8 of 260 comments (clear)

  1. Re:Just to keep it straight on my scorecard by Gravis+Zero · · Score: 3, Informative

    Physics: 4 sigma error, question the model
    Climate: 4 sigma error, jail those who dare to disagree

    Not quite.

    Everything: 4 sigma error, question the model
    Everything: shame those who think a 6 sigma error is the truth

    --
    Anons need not reply. Questions end with a question mark.
  2. Re: Not worth studying this by tylersoze · · Score: 2, Informative

    Not to mention any black holes created will be traveling several orders of magnitude greater than escape velocity so even if Hawking radiation doesn't exist or they didn't have an incredibly small gravitional capture cross section to be with things would be as far as the moon in about a half sec.

  3. Re:Is this really so surprising? by Anonymous Coward · · Score: 5, Informative

    We don't merely think the SM is incomplete, we know for a fact that it is, because it doesn't describe gravity. Just as we know for a fact that GR is incomplete, because it's not a quantum theory at all.

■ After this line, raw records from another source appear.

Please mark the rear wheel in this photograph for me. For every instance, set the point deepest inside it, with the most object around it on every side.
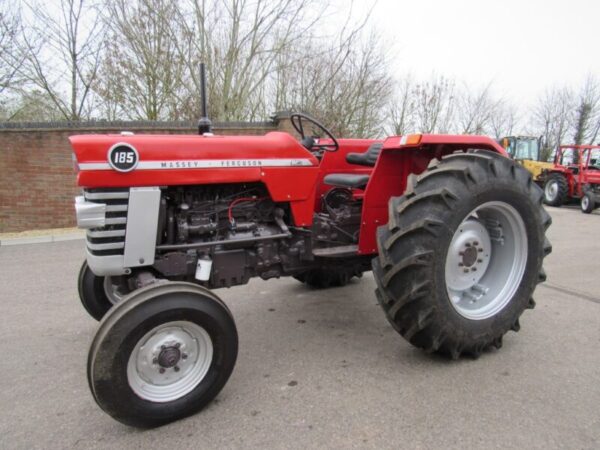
(98, 294)
(587, 204)
(462, 254)
(161, 354)
(556, 190)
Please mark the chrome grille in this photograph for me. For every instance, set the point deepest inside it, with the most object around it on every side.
(109, 239)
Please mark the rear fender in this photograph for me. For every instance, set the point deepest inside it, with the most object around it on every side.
(395, 163)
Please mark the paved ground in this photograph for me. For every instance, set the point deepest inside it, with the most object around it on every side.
(318, 369)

    There's other breaks in the Standard Model which appear to occur at energy levels we might conceivably actually be able to reach (Like this tau decay anomaly, and time-reversal invariance breaking in... D or B meson), and the long known problem of unitarity violation in the electroweak force above about 2TeV (Above this energy, known electroweak interactions have a probability exceeding 1, so something we don't know about has to be "fixing" this). And the classic hierarchy problem: The correction terms we know should give the Top an enormous mass if the coefficient on those term is near to 1, so something must be cancelling these (if one doesn't believe that the coefficient on the corrections is absurdly, vanishingly small).

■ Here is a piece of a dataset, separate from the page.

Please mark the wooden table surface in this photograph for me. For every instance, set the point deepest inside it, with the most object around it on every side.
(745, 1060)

    There is also the grand unified theory scale around 1e19 GeV, where the strong and electroweak forces will merge into one and nobody knows how that'll work, but the energy level is so high it will never be examined directly.

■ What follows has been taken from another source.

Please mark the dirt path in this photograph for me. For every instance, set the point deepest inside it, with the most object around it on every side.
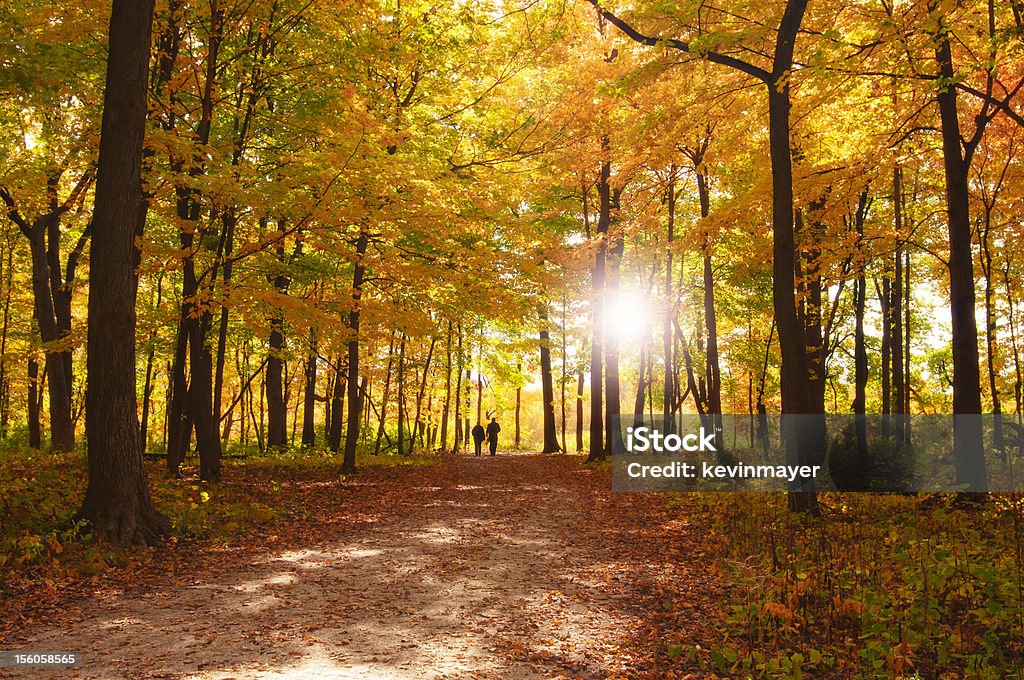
(514, 566)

    So it's not surprising. It's cool!

  4. Re: Just to keep it straight on my scorecard by Anonymous Coward · · Score: 4, Informative

    We're not dinosaurs.

  5. Re:Impact on radio carbon and other dating methods by rkordmaa · · Score: 4, Informative

    Seriously, NO. Radioisotope dating relies on known measured values of isotope half life, models of "how" are completely irrelevant to their accuracy. Not that unexpected Tau particle decay rates would have anything to do with nuclei decay anyway. Tau particles are unstable exotic heavy electrons basically, they play no role in nuclei decay mechanisms.

  6. Re: Just to keep it straight on my scorecard by DamnOregonian · · Score: 3, Informative

    Extinction is a decent possibility, really... We've barely survived genetic bottlenecks before. But you're right for the most part- Humanity is likely to survive, though at a drastically reduced level of civilization.

  7. Re:Yes, the standard model is incomplete by Anonymous Coward · · Score: 1, Informative

    Science wrongly condemns other paths to knowledge about nature, and in so doing reveals its fundamentally human nature.

    These "other paths to knowledge" have not given you fridges, penicillin, transistors, radios, space travel, gps, mobile phones, computers, DNS sequencing, planes, solar panels, cd players, the Internet, magnetic resonance imaging, satellites,airbags, quartz clocks, and all those other things stupid uneducated idiots like you take for granted in their daily life.

  8. Re: Just to keep it straight on my scorecard by GrumpySteen · · Score: 2, Informative

    That page does a nice job of explaining in simple terms why we don't have perfect models, but it does not make any claims about the amount of error in any given model. It does not support the argument that you're trying to make.